The DJ looks through his record box as Boney M makes a rather unspectacular impression on those present. He comes across a single, takes it out of its sleeve, puts it on the turntable, and pulls the needle down slowly.

A fiddle. A piano.

Poor old Johnny Ray...

It had to start somewhere. There had to be a first time. There.

This is nostalgia for a period I never knew. I was three at the time. Though even then, I managed to wreck a tape of Soft Cell's Tainted Love by listening to it over and over again, and I spent a few nights during my early childhood at my dad's disco sets at American bases (not that I remember any of this. Nor me, two years old, switching off the entire disco at RAF Croughton one night). But Come On Eileen isn't part of that early childhood at all, because my mum hates the record.
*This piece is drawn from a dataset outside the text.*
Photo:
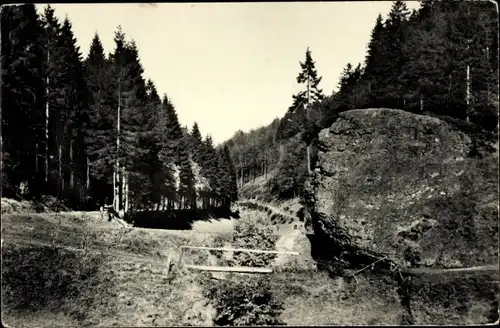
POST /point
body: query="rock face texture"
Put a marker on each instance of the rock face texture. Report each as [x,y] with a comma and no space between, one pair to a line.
[392,183]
Thus, my first real recollection of it isn't from a wedding, but a golden wedding anniversary. And yes, the dance floor filled immediately immediately. Even I danced, and back then that was something I did even less than now.
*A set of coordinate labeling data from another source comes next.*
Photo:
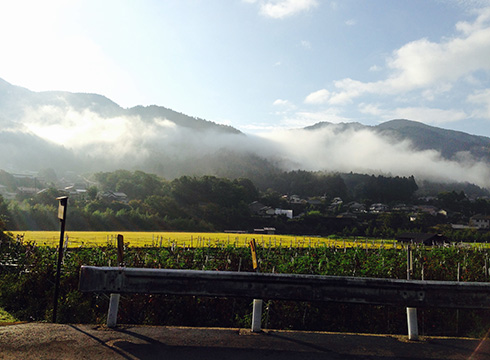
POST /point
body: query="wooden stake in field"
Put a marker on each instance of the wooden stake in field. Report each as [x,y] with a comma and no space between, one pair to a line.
[257,304]
[114,299]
The song has its defenders and detractors. Die-hard Dexy's fans, dismayed at the band's 'betrayal' of the Young Soul Rebels aesthetic, hate it with a vengeance., hissing that Dexy's had so many other better, purer records.

These people are fools.

(though you should really check out those other records regardless)

There's a group of defenders that attempt to reclaim it from the weddings and birthdays, from the tacky DJ set, from the school disco, any from the dungarees and that fiddle. They seek solace in the lyrics, a paean to the fleeting memories of youth and fame, feeling that it's wasted on the drunkards who get up and stomp about to the middle section.

These people are also fools.

Their heart is in the right place, for it is that, but to deny the populist appeal of the record just seems crazy. It's a song about that fleeting moment, yet in a stroke of irony, it lives forever on that dance floor; it has ascended to the select pantheon of songs that never really go out of fashion, perhaps because it was never fashionable in the first place.

Here's to twenty-five years of Come On Eileen. Moving a million hearts in mono and stereo.

Back in 1982, the DJ smiles. The floor is filled with children, the bride, the groom, their parents, the extended family; there will be harder times ahead. Three million on the dole. Strikes. Scabs. Occupation of the North. The breaking of their backs. But for now, everything is just fine.